On September 6, 2011, Barnwell followed up with Dr. O'Neill, who advised him to see a specialist at Duke University Hospital ("Duke"). (R. 766-70.) On September 13, Barnwell saw Dr. Terry Fortin, M.D., at Duke. A pulmonary function test showed Barnwell's FVC at 1.72 L (35% predicted), his FEV1 at 1.40 L (36% predicted) and his DLCO at 11.7 mL/mmHg/min (40% predicted). (R. 808.) These results were noted to be consistent with "severe restrictive lung disease" and "substantially reduced" diffusion capacity. (Id.) Dr. Fortin also reviewed Barnwell's existing test results, which led her to conclude that he had "secondary pulmonary hypertension and not pulmonary arterial hypertension." (R. 810.) Dr. Fortin noted that elevated right-sided pressures from a recent catheterization "show[ed] diastolic heart failure." (R. 811.) She noted that his CT scans did not "look classic for sarcoid," which concerned her because it suggested that fluid in Barnwell's lungs was "related to heart failure." (Id.) Dr. Fortin was also concerned by Barnwell's need for oxygen, which he had started using recently, and "other findings," including his low DLCO. (Id.)

Summarizing Barnwell's history of present illness, Dr. Fortin noted that "things really seem[ed] to worsen in spring of 2011," and she observed that Barnwell "is markedly limited in his activity level and that has been worsening" and that "[h]e is on reasonable medicines for his diastolic dysfunction." (R. 810.) Dr. Fortin stressed to Barnwell the importance of using his CPAP and losing weight. (R. 811.) Because his blood pressure was "inadequately controlled," Dr. Fortin gave him prescriptions for hydralazine and a higher dose of carvedilol. (Id.)

Barnwell followed up with Dr. Chauhan on September 29, 2011. (R. 823-25.) Barnwell reported that, since spring, he would become short of breath after walking half a block. (R. 823.) He complained of increasing shortness of breath over the past couple of days to the point where he could walk only five to ten feet before getting short of breath. (Id.) He also noted worsening swelling in his feet and wheezing. (Id.) Dr.
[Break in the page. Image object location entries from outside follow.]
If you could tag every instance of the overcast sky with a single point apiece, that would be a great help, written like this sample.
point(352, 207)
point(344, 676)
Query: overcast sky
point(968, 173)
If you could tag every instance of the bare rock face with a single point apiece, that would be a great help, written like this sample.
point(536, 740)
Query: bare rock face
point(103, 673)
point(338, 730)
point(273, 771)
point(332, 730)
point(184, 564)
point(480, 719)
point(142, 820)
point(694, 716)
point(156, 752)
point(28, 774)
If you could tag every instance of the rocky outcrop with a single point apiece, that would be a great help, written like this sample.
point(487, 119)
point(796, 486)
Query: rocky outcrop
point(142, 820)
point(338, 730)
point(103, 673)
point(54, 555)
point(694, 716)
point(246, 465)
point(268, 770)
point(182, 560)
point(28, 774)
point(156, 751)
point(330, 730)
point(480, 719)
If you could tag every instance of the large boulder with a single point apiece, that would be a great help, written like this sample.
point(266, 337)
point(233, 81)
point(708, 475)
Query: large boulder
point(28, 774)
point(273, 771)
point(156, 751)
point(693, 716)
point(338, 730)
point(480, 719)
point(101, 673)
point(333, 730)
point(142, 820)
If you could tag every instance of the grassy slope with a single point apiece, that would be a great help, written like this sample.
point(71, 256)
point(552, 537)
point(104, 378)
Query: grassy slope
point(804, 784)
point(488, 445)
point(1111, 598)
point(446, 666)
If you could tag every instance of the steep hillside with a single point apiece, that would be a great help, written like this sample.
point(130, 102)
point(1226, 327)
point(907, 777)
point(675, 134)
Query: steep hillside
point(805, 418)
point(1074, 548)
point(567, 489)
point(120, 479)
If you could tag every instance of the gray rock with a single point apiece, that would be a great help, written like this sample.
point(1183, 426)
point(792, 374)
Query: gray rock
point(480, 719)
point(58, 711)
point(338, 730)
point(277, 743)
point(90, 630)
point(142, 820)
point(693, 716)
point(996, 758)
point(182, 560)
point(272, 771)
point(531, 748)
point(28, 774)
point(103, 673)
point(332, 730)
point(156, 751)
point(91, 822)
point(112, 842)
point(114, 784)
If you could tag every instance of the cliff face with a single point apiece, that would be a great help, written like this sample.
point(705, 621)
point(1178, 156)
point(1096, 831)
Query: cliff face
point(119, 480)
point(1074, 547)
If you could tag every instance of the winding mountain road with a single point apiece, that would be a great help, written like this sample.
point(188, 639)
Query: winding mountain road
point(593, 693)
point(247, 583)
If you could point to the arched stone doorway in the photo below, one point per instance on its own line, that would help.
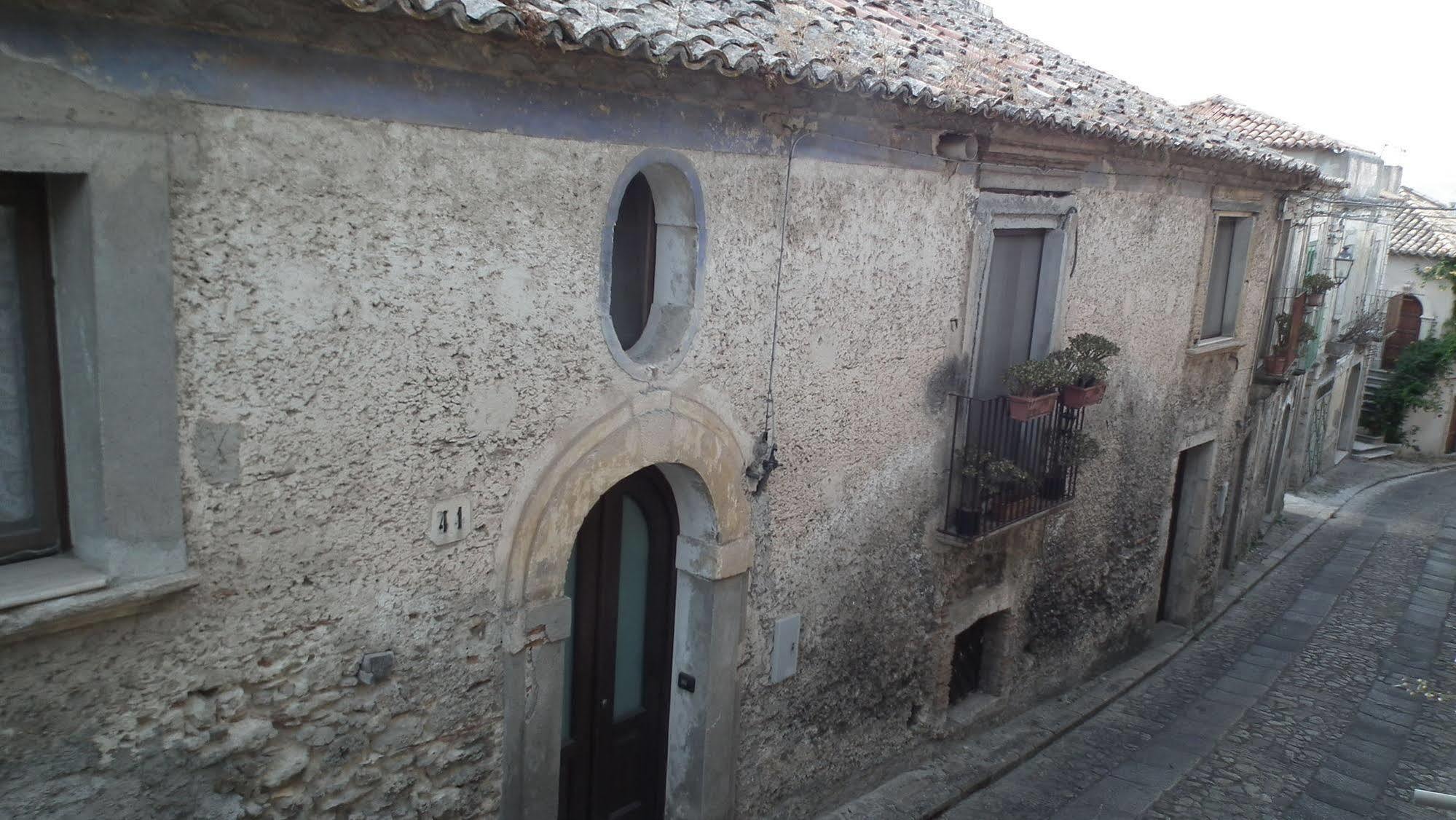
(1403, 327)
(1280, 445)
(702, 462)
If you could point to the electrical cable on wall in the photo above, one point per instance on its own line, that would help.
(766, 449)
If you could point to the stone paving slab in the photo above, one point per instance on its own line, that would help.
(1141, 732)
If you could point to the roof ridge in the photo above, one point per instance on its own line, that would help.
(938, 55)
(1269, 130)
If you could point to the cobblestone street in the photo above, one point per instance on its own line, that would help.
(1329, 693)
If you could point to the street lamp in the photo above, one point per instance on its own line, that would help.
(1343, 263)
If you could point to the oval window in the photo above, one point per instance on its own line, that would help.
(634, 261)
(653, 256)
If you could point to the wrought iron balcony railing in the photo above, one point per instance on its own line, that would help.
(1002, 470)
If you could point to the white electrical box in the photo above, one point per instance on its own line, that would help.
(449, 521)
(785, 659)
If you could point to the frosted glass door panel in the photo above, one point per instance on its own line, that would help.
(631, 611)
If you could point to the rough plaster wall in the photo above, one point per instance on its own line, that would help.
(1431, 426)
(361, 337)
(859, 395)
(1101, 572)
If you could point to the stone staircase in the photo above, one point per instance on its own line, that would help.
(1369, 448)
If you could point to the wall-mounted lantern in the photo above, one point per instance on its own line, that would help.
(1343, 263)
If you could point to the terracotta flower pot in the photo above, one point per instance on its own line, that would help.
(1027, 409)
(1276, 365)
(1078, 398)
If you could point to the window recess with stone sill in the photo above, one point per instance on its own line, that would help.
(1005, 471)
(90, 506)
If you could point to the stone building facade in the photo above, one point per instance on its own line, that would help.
(1305, 420)
(1425, 237)
(341, 379)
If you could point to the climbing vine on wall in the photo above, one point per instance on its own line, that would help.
(1422, 366)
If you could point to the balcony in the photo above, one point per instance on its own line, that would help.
(1004, 471)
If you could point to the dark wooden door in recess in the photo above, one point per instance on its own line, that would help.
(613, 757)
(1451, 432)
(1403, 328)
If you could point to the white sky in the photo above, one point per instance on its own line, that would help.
(1378, 75)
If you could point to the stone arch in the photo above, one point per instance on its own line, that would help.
(701, 458)
(704, 462)
(1350, 410)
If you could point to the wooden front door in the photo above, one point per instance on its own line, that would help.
(1451, 432)
(619, 655)
(1403, 328)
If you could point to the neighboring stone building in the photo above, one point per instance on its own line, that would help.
(1305, 420)
(376, 346)
(1425, 235)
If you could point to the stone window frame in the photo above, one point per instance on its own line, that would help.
(1241, 256)
(682, 264)
(111, 259)
(1010, 212)
(1196, 532)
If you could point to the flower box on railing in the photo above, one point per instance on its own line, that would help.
(1027, 409)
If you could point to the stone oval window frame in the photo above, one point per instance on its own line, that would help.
(680, 261)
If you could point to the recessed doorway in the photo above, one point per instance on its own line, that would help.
(1190, 502)
(621, 582)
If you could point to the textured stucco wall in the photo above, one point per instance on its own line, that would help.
(376, 317)
(1098, 583)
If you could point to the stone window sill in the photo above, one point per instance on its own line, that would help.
(48, 614)
(45, 579)
(954, 541)
(1218, 344)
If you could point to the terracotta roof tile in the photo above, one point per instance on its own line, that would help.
(941, 55)
(1428, 228)
(1263, 129)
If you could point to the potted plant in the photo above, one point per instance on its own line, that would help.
(1072, 449)
(1363, 330)
(1278, 362)
(1315, 288)
(1085, 359)
(1034, 387)
(1002, 483)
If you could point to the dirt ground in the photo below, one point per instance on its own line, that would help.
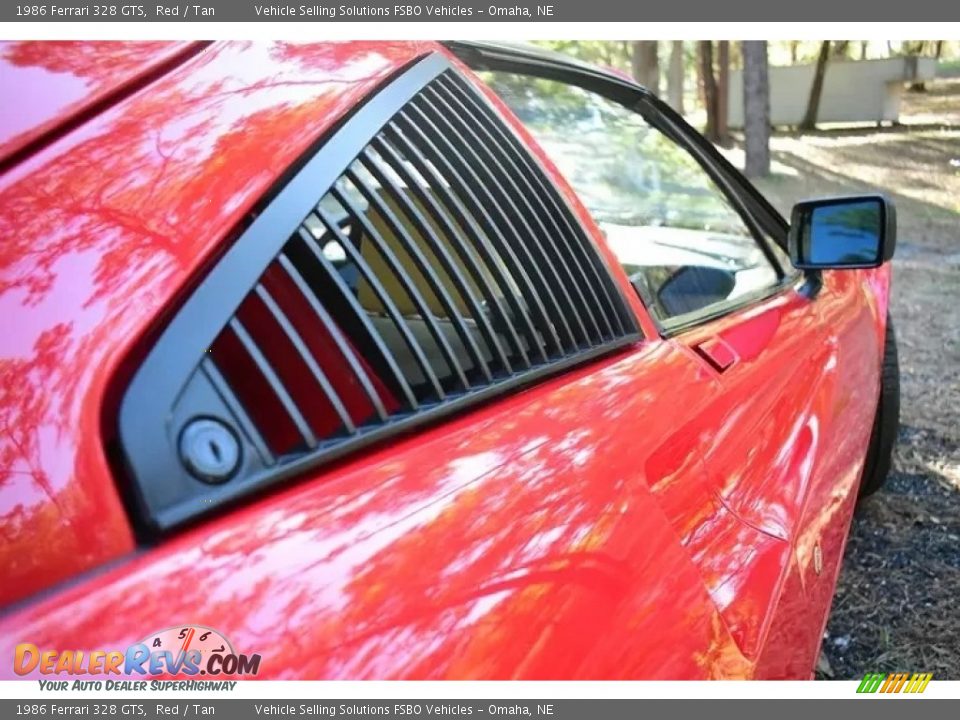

Chauhan noted that Barnwell's most recent EKG was unchanged from the previous one. (R. 825.)

On September 29, 2011, Barnwell was admitted to Duke with complaints of "increasing shortness of breath and volume overload." (R. 855.) A chest x-ray taken that day showed "increased patchy bilateral perihilar opacity and pulmonary vascular congestion, consistent with pulmonary edema." (R. 876.) A Doppler echocardiograph showed normal left ventricular systolic function with severe left ventricular hypertrophy, normal right ventricular systolic function, and mild mitral and tricuspal regurgitation. (R. 874.) A chest CT scan on October 4 showed some nonspecific diffuse ground glass opacities, "possibly representing some minimal edema[,] infections or inflammatory alveolitis[,] or potentially smoking-related lung disease" and "decreasing adenopathy" with "small pleural effusions." (R. 877.) A stress test that day showed normal results. (R. 881.) A cardiac catheterization on October 6 showed "markedly elevated filling pressures" unchanged from the previous study and "secondary pulmonary hypertension from diastolic heart failure" with "normal PVR and cardiac output." (R. 867.) During his admission at Duke, doctors aggressively diuresed Barnwell with intravenous furosemide, which led to "significant improvement in ... symptoms" and "significant weight loss." (R. 856.) Doctors started Barnwell on oral torsemide on October 7, and he continued to diurese well. (Id.) Barnwell was discharged on October 9 with "significant improvement in his symptoms." (Id.)

Barnwell followed up with cardiologists at Duke on October 13, 2011. (R. 842-46.) He reported feeling much better since leaving the hospital, and he denied chest pains, cough, wheezing, dyspnea on exertion, or shortness of breath. (R. 844-45.) He also reported that his peripheral edema had improved. (R. 845.) The nurse practitioner noted that Barnwell "present[ed] with NYHA Class II symptoms in the setting of euvolemia" and that the September 30, 2011, echocardiogram was consistent with grade III diastolic dysfunction. (R. 843, 845.)

Patients with diastolic dysfunction are classified into four stages based on diastolic filling pattern. Unlike the NYHA classification system, the grades of diastolic dysfunction are based on objective medical, rather than functional criteria. However, grade II diastolic dysfunction usually causes NYHA class II or III symptoms, and grade III diastolic dysfunction usually causes NYHA class III or IV symptoms. See Eric J. Topol & Robert M. Califf, Textbook of Cardiovascular Medicine 426-27 (3d ed. 2007).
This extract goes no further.